For most taxpayers, filing a tax return with the IRS is just step one in the annual tax ritual. But folks who live or work in seven U.S. states can skip step two — filing a state return. In Alaska, Florida, Nevada, South Dakota, Texas, Washington and Wyoming, legislatures haven’t adopted income tax as a means of collecting revenue. Two other states — New Hampshire and Tennessee — tax interest and dividend income but don’t tax wages.
Besides having less tax-filing paperwork, taxpayers living in these income-tax-free states get to keep more of their paycheck. But there is a trade-off.
Sources of revenue in no-income-tax states
Although bringing home a bigger paycheck has definite appeal, state governments find other ways to raise revenue to fund operations. City governments, school districts and other local entities might also impose a sales tax. With this reality, bigger paychecks are often counterbalanced with higher taxation on day-to-day costs.
The exception to this tendency is oil-rich Alaska, the largest and most sparsely populated state, which repealed its state income tax in 1980 and doesn’t impose a sales tax. Instead, the state’s budget is funded through its petroleum revenue. The Alaska Permanent Fund distributes a dividend check each year to residents. For tax year 2015, each resident’s share from the fund was $2,075.
For Florida, sales tax is a primary source of revenue. The tourist-magnet state charges 6% on each sale, admission charge, storage or rental unless the transaction is specified as exempt. Property taxes tend to be higher than the national average and fund municipalities and local governments.
Nevada funds operations with a combination of sales tax and taxes and fees on gambling. The state sales tax rate, currently at 6.85%, can run as high as 8.1 % in some municipalities. The state’s treasury brings in nearly $1 billion each year in gambling taxes and fees.
In South Dakota, state government funding comes from its 4% sales tax as well as various other fees and taxes — a cigarette excise tax, bank franchise and alcoholic beverage tax, as well as licensing fees on coin-operated laundries. The state’s sales tax rate is below the national mean of 5.95%. With a local sales tax average of 1.83%, taxation in the state is arguably one of the best deals in the country.
Texas generates operations revenue from a state sales tax of 6.25%, with some cities, counties, transit and special purpose districts adding 2% to the sales tax bill. In all, the state collects more than 60 separate taxes, fees and assessments.
Washington also doesn’t collect income tax. Instead, substantial funding is generated largely from sales tax, which ranges from 7% to 9%, and one of the highest gas-tax rates in the nation. In 2010, Washington voters rejected a proposal to tax the state’s wealthiest residents.
Wyoming makes up revenue for its government operations through the sale of natural resources, primarily coal, as well as property tax.
In New Hampshire and Tennessee, states that don’t tax wages but do tax interest and dividend income, the budgeting method means that people with paychecks are spared from state tax withholding. While working-age wage earners get a break, retirees and others dependent on investment income have to pony up for the state tax collectors. New Hampshire makes up revenue with one of the highest property-tax rates in the country as well as with one of the highest in-state college tuition rates. Tennessee imposes the highest sales tax in the country, averaging 9.45%.

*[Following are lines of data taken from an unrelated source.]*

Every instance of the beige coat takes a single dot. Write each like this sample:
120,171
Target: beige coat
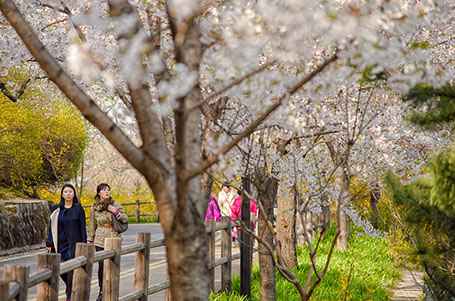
100,224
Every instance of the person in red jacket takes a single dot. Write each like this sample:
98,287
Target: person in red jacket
237,213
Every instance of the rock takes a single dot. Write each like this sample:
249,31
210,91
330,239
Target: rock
23,223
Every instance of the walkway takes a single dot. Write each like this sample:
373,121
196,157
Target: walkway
410,287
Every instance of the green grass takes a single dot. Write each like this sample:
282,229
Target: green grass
367,264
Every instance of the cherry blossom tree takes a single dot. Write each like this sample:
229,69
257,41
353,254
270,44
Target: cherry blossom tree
245,65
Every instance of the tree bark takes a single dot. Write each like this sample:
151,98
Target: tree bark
286,225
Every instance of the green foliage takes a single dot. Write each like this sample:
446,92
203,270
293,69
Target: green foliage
42,139
432,106
427,206
365,272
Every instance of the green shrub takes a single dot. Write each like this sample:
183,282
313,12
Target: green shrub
365,272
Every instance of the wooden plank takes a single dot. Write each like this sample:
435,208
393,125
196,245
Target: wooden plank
82,277
72,264
138,246
226,251
159,287
111,275
19,274
48,290
246,257
141,276
4,290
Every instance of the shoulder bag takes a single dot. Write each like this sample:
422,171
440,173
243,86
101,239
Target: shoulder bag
118,226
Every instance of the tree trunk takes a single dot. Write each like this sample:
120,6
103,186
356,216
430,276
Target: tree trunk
342,219
375,194
286,226
325,215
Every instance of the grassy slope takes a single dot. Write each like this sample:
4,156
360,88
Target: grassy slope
367,264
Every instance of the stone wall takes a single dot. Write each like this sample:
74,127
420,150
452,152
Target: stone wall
23,223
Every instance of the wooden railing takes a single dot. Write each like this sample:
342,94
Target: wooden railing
137,214
17,279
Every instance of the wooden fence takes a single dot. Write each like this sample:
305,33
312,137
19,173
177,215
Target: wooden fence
137,214
17,279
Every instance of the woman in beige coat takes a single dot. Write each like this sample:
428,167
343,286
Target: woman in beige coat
100,224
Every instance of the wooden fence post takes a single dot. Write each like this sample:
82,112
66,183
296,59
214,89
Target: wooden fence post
137,211
246,257
111,275
211,252
20,275
4,290
48,290
82,276
226,251
141,275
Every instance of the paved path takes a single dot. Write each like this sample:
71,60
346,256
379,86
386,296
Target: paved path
158,266
410,287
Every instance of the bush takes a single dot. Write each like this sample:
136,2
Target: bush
365,272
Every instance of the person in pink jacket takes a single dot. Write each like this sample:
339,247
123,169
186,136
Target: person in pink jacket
213,210
237,211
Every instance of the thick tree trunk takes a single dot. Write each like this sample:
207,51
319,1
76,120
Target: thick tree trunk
286,226
266,196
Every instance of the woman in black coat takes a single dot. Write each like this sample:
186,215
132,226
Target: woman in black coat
67,227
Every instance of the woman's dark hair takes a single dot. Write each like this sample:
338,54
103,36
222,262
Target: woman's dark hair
101,205
100,187
62,200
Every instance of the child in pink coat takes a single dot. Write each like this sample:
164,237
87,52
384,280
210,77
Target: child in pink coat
213,210
237,211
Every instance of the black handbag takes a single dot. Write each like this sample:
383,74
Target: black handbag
118,226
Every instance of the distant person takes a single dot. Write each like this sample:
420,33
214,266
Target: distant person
237,214
226,198
67,227
100,224
213,210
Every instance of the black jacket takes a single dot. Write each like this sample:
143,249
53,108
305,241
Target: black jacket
75,228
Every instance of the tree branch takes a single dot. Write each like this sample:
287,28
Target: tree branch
215,158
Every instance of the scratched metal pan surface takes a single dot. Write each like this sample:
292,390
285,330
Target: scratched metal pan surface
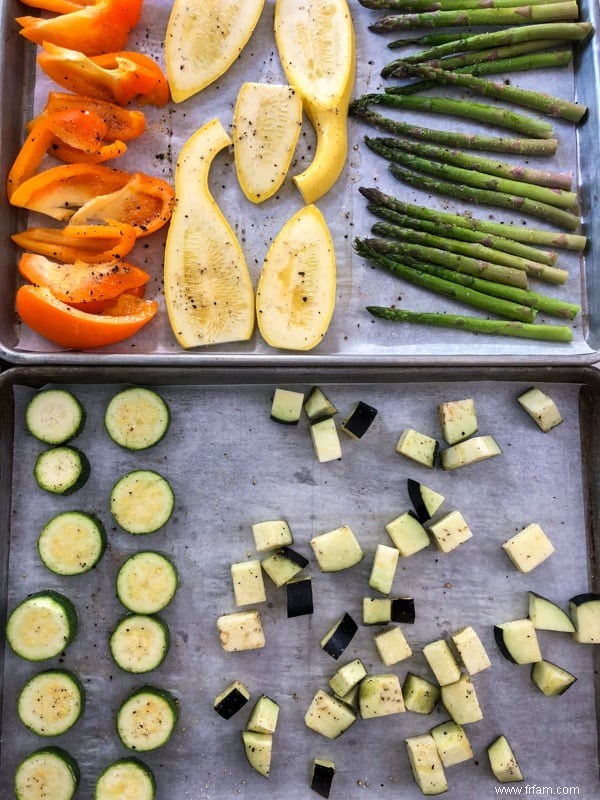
230,465
354,336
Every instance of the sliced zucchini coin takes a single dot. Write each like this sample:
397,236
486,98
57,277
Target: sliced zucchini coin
50,772
51,702
142,501
147,582
61,470
137,418
42,625
54,416
126,779
146,719
72,543
139,643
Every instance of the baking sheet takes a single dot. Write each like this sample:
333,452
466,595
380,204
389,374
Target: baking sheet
231,466
353,336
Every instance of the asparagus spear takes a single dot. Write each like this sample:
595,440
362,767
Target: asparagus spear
547,104
551,333
471,177
469,141
550,12
484,302
532,236
479,112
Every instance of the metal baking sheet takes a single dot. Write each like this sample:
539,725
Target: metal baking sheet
230,465
354,336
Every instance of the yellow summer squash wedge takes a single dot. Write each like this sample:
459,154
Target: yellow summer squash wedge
295,297
203,39
208,291
266,125
315,41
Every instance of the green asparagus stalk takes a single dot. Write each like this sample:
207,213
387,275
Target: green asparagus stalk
478,112
549,305
471,177
468,141
523,330
550,12
545,103
462,294
517,233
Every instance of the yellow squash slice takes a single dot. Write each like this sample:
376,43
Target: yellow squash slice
266,124
315,40
208,291
295,297
203,39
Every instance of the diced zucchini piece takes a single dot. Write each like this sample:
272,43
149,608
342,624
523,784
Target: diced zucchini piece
471,451
420,695
248,584
541,408
326,440
503,761
547,616
551,679
392,646
241,630
271,534
417,447
233,698
383,569
458,419
450,531
328,716
441,661
380,696
286,406
471,650
585,613
408,534
452,743
358,422
337,549
528,548
461,702
426,765
517,641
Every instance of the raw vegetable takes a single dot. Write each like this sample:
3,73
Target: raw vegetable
208,292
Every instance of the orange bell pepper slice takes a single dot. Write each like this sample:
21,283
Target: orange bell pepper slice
79,283
94,244
73,70
93,29
69,327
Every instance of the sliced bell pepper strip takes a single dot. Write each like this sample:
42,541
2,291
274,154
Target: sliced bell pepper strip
78,73
80,282
69,327
93,29
145,202
93,244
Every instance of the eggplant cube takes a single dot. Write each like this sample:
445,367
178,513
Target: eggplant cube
528,548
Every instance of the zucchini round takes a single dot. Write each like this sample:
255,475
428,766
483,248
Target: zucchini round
54,416
146,719
61,470
146,582
142,501
126,779
51,702
41,625
139,643
137,418
48,772
72,543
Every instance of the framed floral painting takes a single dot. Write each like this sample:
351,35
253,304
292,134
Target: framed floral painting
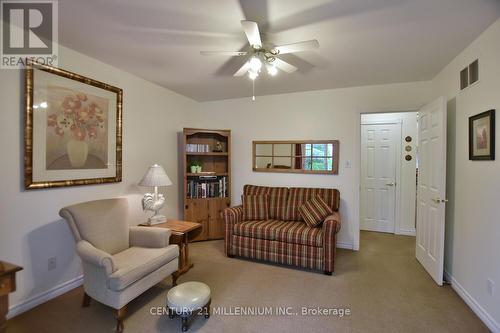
482,136
73,129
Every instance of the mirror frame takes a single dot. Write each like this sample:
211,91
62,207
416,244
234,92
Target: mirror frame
335,162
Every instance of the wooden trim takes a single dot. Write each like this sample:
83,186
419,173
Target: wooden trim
335,156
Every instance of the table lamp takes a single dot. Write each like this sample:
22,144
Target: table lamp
155,177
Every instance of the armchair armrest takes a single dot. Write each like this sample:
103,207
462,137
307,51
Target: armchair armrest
232,216
95,256
149,236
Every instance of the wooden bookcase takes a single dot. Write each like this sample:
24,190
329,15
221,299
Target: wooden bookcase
206,194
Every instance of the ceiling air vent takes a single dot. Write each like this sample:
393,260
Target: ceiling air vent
469,75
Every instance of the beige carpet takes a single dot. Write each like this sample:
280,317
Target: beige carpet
383,285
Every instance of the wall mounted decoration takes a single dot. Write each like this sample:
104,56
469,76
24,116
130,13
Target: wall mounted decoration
307,156
482,136
73,129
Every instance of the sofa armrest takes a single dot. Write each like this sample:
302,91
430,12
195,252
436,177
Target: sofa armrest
149,236
94,256
333,221
331,226
232,216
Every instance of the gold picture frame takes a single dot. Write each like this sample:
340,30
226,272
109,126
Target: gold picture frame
72,129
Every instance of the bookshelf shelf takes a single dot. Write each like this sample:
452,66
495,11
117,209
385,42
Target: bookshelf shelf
207,154
207,174
206,194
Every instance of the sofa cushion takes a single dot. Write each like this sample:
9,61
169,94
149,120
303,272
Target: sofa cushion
255,207
314,211
135,263
278,197
299,233
258,229
298,196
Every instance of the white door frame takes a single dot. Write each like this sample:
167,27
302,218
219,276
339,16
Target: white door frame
357,169
397,176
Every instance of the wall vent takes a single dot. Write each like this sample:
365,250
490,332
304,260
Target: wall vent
469,75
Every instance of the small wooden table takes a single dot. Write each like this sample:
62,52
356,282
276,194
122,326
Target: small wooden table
7,285
180,236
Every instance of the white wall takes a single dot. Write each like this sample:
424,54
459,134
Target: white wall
405,220
31,230
472,215
325,114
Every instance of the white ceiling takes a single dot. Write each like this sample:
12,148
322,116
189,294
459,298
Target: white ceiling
362,42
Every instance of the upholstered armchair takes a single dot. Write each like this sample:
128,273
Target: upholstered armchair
120,260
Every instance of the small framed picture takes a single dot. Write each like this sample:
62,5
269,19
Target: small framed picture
482,136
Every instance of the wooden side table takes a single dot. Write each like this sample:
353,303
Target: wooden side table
180,236
7,285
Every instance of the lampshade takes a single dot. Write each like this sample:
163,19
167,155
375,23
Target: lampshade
156,176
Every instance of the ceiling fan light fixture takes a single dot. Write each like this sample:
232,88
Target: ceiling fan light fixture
255,64
272,70
252,75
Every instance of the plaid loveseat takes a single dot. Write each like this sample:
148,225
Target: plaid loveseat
285,238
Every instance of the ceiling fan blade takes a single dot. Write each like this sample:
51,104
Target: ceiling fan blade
252,31
243,69
224,53
298,47
284,66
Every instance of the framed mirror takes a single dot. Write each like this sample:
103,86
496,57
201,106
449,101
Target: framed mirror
308,156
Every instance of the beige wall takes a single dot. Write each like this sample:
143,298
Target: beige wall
31,230
472,214
325,114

Arguments for and against state income tax
On the face of it, states without an income tax have strong appeal. Proponents say higher paychecks for workers make it easier for states to create jobs and retain an educated workforce.
Still, states with no income tax can face unique problems. In Alaska, for example, plunging oil prices have led to a $3.8 billion state budget deficit. That has lawmakers in Juneau considering a range of options, including a sales tax or state income tax.
Some argue that the lack of a state income tax causes a disproportionate tax burden on poor residents. Essentially, this is because income taxation has bracket parameters based on your adjusted gross income that limit taxation costs.
In Washington, for example, the Institute on Taxation and Economic Policy calculates that the poorest 20% of state residents pay 16.9% of their annual income in sales and gas taxes, compared with just 2.4% for the wealthiest 1% of residents.
If you live in a no-income-tax state — or you’re considering moving to one — you’ll have to dig a bit deeper into the state’s tax code to gain a true sense of how these other taxes affect your finances.